How Data Science Can Be Applied to Solve Public Interest Problems Without Losing Its Soul

This article is a preprint of the introduction to the special issue of the Journal of Technology in Human Services: Selections from the Data for Good Exchange in 2017 (jointly co-authored by Gideon Mann, Bloomberg’s Head of Data Science, and Cornell Tech’s Arnaud Sahuguet) (link).

Data science has had a tremendous impact in the private sector and is increasingly being applied in the public sector. The Data for Good Exchange (D4GX) is an annual conference centered on these novel problems and applications. This article describes the history of the conference and introduces a selection of the best papers from the 2017 conference that focus on human services.
Keywords: data science; machine learning; open data; public sector
Subject classification codes: N/A

The Data for Good Exchange (D4GX) is an annual conference on the application of data science for social good.
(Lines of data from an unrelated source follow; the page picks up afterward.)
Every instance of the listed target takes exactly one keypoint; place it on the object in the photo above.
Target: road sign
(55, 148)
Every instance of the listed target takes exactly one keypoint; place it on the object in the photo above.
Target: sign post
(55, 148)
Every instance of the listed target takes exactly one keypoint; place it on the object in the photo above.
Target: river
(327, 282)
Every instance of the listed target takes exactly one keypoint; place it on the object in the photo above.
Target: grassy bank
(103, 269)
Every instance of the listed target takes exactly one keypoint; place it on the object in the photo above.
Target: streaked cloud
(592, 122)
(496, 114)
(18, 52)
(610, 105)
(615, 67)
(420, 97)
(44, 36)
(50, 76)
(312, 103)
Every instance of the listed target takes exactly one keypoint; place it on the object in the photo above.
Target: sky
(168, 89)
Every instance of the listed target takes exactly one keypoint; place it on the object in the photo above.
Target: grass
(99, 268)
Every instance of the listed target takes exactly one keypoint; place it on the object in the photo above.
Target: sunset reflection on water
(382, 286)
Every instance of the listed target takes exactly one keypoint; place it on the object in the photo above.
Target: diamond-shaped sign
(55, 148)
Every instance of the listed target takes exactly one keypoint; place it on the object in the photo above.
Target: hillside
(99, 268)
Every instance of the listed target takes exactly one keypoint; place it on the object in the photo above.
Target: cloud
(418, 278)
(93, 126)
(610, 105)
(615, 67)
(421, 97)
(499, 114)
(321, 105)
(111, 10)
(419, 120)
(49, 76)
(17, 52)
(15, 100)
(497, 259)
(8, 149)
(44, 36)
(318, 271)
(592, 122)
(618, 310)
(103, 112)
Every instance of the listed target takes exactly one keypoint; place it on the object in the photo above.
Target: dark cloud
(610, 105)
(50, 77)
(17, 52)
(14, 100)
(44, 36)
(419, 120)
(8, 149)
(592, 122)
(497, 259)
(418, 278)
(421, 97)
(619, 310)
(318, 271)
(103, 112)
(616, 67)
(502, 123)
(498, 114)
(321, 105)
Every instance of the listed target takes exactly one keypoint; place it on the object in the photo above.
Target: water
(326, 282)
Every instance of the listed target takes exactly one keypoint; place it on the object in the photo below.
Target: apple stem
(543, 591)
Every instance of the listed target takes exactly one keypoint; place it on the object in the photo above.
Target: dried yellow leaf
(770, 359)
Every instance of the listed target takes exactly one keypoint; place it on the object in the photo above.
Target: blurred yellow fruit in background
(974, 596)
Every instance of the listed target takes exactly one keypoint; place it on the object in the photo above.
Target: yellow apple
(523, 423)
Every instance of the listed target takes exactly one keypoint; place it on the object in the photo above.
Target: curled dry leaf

The event, which is hosted by Bloomberg’s Office of the CTO in New York City each September, attracts a mixed audience of data scientists and direct practitioners from academia, industry, non-profits and government. Throughout the day, there is a mix of panels and paper presentations, all of which are recorded and available online. This special issue of the Journal of Technology in Human Services presents a selection of the best papers from the 2017 conference that focus on human services, as well as some of the history behind D4GX.

What is Data Science for Social Good?

At first blush, “data science for social good” could be seen as a pleonasm — redundantly emphasizing that science is good. Certainly, technologists often believe that science is a good for its own sake, and that discoveries that advance the state of knowledge also advance the human condition — that is, the deployment of technology by itself aids life, no matter what the technology is. This thought of science as a good in and of itself rests on a deep faith in the power of the free markets and the libertarian impulse to believe that human discoveries naturally lead to societal advancement.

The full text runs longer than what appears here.